On Why Struggles over Urban Space Matter: An Interview with David Harvey,” by Hiba Bou Akar and Nada Moumtaz. Jadaliyya, November 15, 2013.

Every urban dweller who pays rent or takes on credit card charges should read this interview with David Harvey in Jadaliyya. Though not an expert on every urban uprising in Cairo, Istanbul or Thailand, Harvey can paint in broader brushstrokes what the struggle to reclaim the right to the city may signal about social inequality and its manifestations in our city neighborhoods.

—Nicolas Niarchos focuses on international and European relations and national security.

Two Gunshots On a Summer Night,” by Walt Bogdanich and Glenn Silber. The New York Times, November 23, 2013.

This is a classic piece of accountability journalism telling the story of what happened after two gunshots rang through the Florida night, leaving a police officer's girlfriend dead. The official verdict was that she had committed suicide with her boyfriend's gun, but the Times's investigation shows how the police bungled their inquiry and jumped to the conclusion that their colleague was innocent. They then stifled further investigation. Bogdanich and Silber go on to show how the problem of domestic violence in police departments is pervasive and all too often ignored as officers are unwilling to go after their own kind.

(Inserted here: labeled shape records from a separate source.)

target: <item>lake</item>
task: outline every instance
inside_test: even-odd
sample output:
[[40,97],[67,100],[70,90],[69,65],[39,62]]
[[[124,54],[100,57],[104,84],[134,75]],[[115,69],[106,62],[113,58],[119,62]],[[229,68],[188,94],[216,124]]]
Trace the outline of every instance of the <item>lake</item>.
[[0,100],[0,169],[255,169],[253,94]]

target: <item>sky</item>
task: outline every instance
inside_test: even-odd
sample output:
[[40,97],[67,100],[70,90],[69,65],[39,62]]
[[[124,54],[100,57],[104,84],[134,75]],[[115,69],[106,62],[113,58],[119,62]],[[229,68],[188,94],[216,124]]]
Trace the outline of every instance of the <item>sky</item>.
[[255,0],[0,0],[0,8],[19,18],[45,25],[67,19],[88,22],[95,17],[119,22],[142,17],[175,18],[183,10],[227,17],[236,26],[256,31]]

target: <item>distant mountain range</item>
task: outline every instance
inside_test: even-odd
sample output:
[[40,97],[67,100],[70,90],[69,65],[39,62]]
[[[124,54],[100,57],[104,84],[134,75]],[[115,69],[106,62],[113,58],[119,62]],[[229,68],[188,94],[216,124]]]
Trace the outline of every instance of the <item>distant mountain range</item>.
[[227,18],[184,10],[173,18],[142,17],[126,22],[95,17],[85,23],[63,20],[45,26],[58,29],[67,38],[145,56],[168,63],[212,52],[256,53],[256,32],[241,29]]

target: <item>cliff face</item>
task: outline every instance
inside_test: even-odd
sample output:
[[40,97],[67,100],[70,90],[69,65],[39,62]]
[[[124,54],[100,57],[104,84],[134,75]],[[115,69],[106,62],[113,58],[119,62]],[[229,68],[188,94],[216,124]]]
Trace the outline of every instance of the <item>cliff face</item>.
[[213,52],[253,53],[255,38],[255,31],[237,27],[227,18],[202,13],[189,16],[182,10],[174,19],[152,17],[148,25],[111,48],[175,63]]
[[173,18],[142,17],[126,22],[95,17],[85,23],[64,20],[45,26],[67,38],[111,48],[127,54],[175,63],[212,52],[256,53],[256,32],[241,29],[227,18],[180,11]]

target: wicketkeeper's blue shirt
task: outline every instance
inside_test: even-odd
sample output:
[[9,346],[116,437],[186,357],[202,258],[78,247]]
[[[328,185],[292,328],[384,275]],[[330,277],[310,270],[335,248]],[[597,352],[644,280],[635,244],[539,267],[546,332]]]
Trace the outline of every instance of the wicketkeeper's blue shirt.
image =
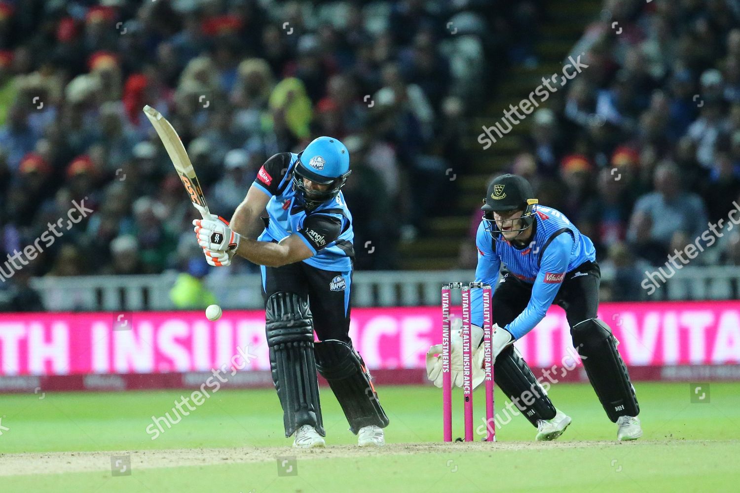
[[[478,226],[476,245],[478,266],[475,280],[495,288],[502,262],[511,275],[532,285],[532,296],[525,308],[511,324],[503,327],[515,339],[520,339],[545,317],[560,289],[565,273],[585,262],[596,260],[596,249],[559,211],[535,205],[534,234],[528,245],[514,246],[502,239],[494,239],[482,221]],[[494,227],[494,234],[498,231]],[[482,326],[482,290],[471,290],[471,322]]]

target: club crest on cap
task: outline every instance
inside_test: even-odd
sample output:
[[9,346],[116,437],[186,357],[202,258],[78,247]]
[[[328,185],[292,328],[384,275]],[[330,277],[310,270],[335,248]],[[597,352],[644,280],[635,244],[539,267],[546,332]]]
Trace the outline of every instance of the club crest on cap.
[[314,156],[309,161],[309,166],[316,169],[323,169],[323,165],[326,163],[321,156]]
[[503,185],[494,185],[494,193],[491,194],[491,198],[495,200],[500,200],[501,199],[506,197],[506,194],[504,193],[504,186]]

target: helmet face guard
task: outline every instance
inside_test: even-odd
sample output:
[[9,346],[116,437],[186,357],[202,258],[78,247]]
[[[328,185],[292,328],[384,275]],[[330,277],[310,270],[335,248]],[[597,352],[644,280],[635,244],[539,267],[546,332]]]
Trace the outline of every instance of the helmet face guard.
[[[517,236],[511,239],[517,239],[520,234],[524,233],[528,228],[529,228],[530,226],[532,225],[532,222],[534,222],[534,216],[533,214],[536,211],[537,202],[536,199],[527,199],[526,203],[519,206],[524,210],[522,215],[518,217],[512,217],[506,220],[507,221],[512,221],[512,225],[514,224],[513,221],[521,220],[520,228],[519,228],[519,229],[512,228],[508,231],[510,233],[517,233]],[[495,212],[506,212],[507,211],[516,210],[516,208],[506,208],[500,211],[495,211]],[[485,228],[485,231],[488,231],[488,234],[491,234],[491,237],[496,241],[511,241],[504,237],[503,234],[497,225],[496,220],[494,219],[494,211],[490,210],[483,211],[483,228]]]
[[[296,161],[295,166],[293,168],[293,191],[295,192],[295,196],[300,203],[304,205],[306,208],[312,209],[322,203],[331,200],[337,197],[339,194],[340,190],[347,183],[347,177],[352,172],[352,170],[349,170],[344,174],[340,175],[336,178],[323,177],[303,166],[303,163],[300,162],[300,155],[299,154],[298,160]],[[329,185],[329,186],[326,190],[311,190],[306,188],[306,186],[303,184],[303,178],[310,180],[314,183]]]

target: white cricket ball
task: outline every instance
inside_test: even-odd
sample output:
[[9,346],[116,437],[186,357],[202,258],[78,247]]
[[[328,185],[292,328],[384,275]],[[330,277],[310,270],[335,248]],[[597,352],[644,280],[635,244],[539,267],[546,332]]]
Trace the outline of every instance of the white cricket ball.
[[206,318],[211,322],[215,322],[221,318],[223,310],[218,305],[209,305],[206,308]]

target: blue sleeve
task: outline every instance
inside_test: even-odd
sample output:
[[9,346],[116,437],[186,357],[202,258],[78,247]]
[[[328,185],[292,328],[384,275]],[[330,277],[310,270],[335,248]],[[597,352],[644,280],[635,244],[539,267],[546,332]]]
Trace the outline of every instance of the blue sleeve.
[[539,272],[532,287],[532,296],[527,307],[504,328],[519,339],[534,328],[545,317],[560,289],[573,248],[573,237],[568,233],[556,236],[542,252]]
[[[475,282],[485,282],[496,288],[499,279],[501,259],[493,248],[493,239],[485,231],[482,222],[478,227],[475,245],[478,248],[478,265],[475,268]],[[483,326],[483,290],[471,290],[471,322],[478,327]]]

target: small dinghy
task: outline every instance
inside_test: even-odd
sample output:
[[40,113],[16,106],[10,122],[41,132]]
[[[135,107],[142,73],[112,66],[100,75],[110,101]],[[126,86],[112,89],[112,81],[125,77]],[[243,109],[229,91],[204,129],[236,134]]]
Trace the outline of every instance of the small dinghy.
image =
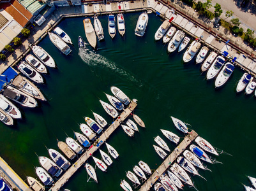
[[166,150],[167,151],[170,152],[170,148],[168,147],[167,144],[159,136],[157,136],[154,139],[154,141],[161,146],[162,148]]
[[[95,171],[95,169],[93,168],[93,167],[89,163],[86,163],[85,167],[86,167],[86,171],[88,173],[89,176],[90,176],[90,177],[91,178],[93,178],[94,180],[95,180],[96,183],[98,183],[97,176],[96,175],[96,171]],[[87,181],[88,181],[88,180],[87,180]]]
[[113,146],[107,144],[107,143],[106,143],[106,146],[107,146],[107,150],[109,151],[109,154],[110,154],[110,155],[114,159],[117,158],[119,155],[118,154],[118,153],[116,150],[116,149],[114,149]]
[[139,166],[140,167],[140,168],[147,174],[151,174],[152,172],[151,170],[150,169],[150,167],[149,166],[142,160],[140,160],[139,162]]
[[205,151],[217,156],[219,155],[218,153],[217,153],[213,146],[211,146],[211,145],[204,138],[198,136],[195,138],[195,141],[198,144],[198,145],[199,145],[200,148],[202,148]]
[[172,122],[174,124],[175,127],[179,131],[184,132],[184,133],[188,133],[188,129],[185,125],[184,123],[183,123],[181,120],[177,119],[177,118],[170,117]]
[[110,157],[109,157],[105,152],[100,149],[100,153],[102,155],[102,159],[103,159],[104,162],[108,166],[110,166],[113,163],[113,161],[112,160]]
[[158,153],[158,155],[162,158],[162,159],[165,159],[165,157],[167,155],[167,154],[162,150],[161,148],[159,146],[157,146],[156,145],[153,145],[154,146],[154,150],[156,152]]
[[144,174],[144,173],[143,172],[143,171],[137,165],[135,165],[133,169],[134,173],[135,173],[135,174],[137,175],[138,175],[139,176],[140,176],[140,178],[144,179],[144,180],[147,180],[147,178],[146,177],[146,175]]
[[125,125],[121,125],[124,132],[127,134],[130,137],[133,137],[134,136],[134,131],[130,128],[128,126]]
[[174,134],[173,132],[164,129],[160,129],[163,134],[167,137],[170,141],[174,142],[174,143],[177,144],[179,141],[179,137]]
[[118,116],[117,111],[116,111],[113,106],[110,106],[110,104],[103,101],[100,100],[100,102],[102,104],[104,110],[107,112],[107,114],[109,114],[112,118],[117,117]]
[[96,165],[98,166],[98,167],[101,169],[103,172],[107,171],[107,165],[103,162],[102,160],[93,157],[93,160],[94,160]]
[[130,179],[130,181],[132,181],[133,183],[135,183],[135,184],[140,185],[140,181],[139,181],[138,178],[131,171],[128,171],[126,173],[126,176],[128,178]]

This tale is a poignant reminder of how police departments must be submitted to the same scrutiny as other parts of society, as well as the pernicious role that domestic violence continues to play in the US today. it's also a reminder of how good journalism can bring these and other hidden abuses to light: Though they were stymied by a department whose officials refused to be interviewed, and by the sheer fact that most domestic violence is by its nature hard to identify, Bogdanich and Silber's thorough reporting, surveys and interviews all contribute something that could feel more academic than journalistic if it weren't such a pleasure to read.

—Andrés Pertierra focuses on Latin America with an emphasis on Cuba.

US man marks 4 years in Cuban prison, writes Obama,” by Jessica Gresko. Associated Press, December 3, 2013.

Almost half a decade ago, American Alan Gross was subcontracted by the US government to establish a limited and—by local laws—illegal Internet network in Cuba. He was arrested as he tried to leave the country, and his network quickly rolled up. Over a decade ago several Cuban state security agents infiltrated Miami-based Cuban American organizations in response to the 1990s terrorist bombing campaign targeting hotels on the island that was done at the behest of extremist factions within the Cuban exile community. They too were arrested, as spies. Both Gross and the Cubans have admitted working as agents for their respective governments. As pressure in the US to find a solution to Alan Gross's imprisonment rises, a representative from the Cuban foreign ministry has proposed a quid pro quo: Gross for the remaining four Cubans in the US. Both Gross and the case of the "Cuban 5" have been major stumbling blocks for any possible détente under President Obama.

—Dylan Tokar focuses on Latin America, politics and literature.

Mexican oil workers fear Pemex proposal,” by Stephanie McCrummen. The Washington Post, August 13, 2013.

Mexican President Peña Nieto is moving to pass legislation that will open the country’s oil sector to foreign investment for the first time since its nationalization in 1938. Since Pemex, the state’s oil company, lacks the capital to expand drilling operations and capture additional profit, Nieto’s energy reform is being billed as the only way forward. But foreign investment won’t address the problems that prevent Pemex from serving more than a small cadre of elites, and any form of privatization rightly remains deeply unpopular among those who labor on oil rigs and the Mexican people at large.

—Elaine Yu focuses on feminism, health, and East and Southeast Asia.

"Land and Blood,” by Pankaj Mishra. The New Yorker, November 25, 2013.

This is a concise but nuanced account of Sino-Japanese relations and modern world history from the perspective and timeline of Asia, interlaced with a review of two books—two revisionist histories on the topic. In light of today's escalating disputes, Anglophone readers will find this piece informative.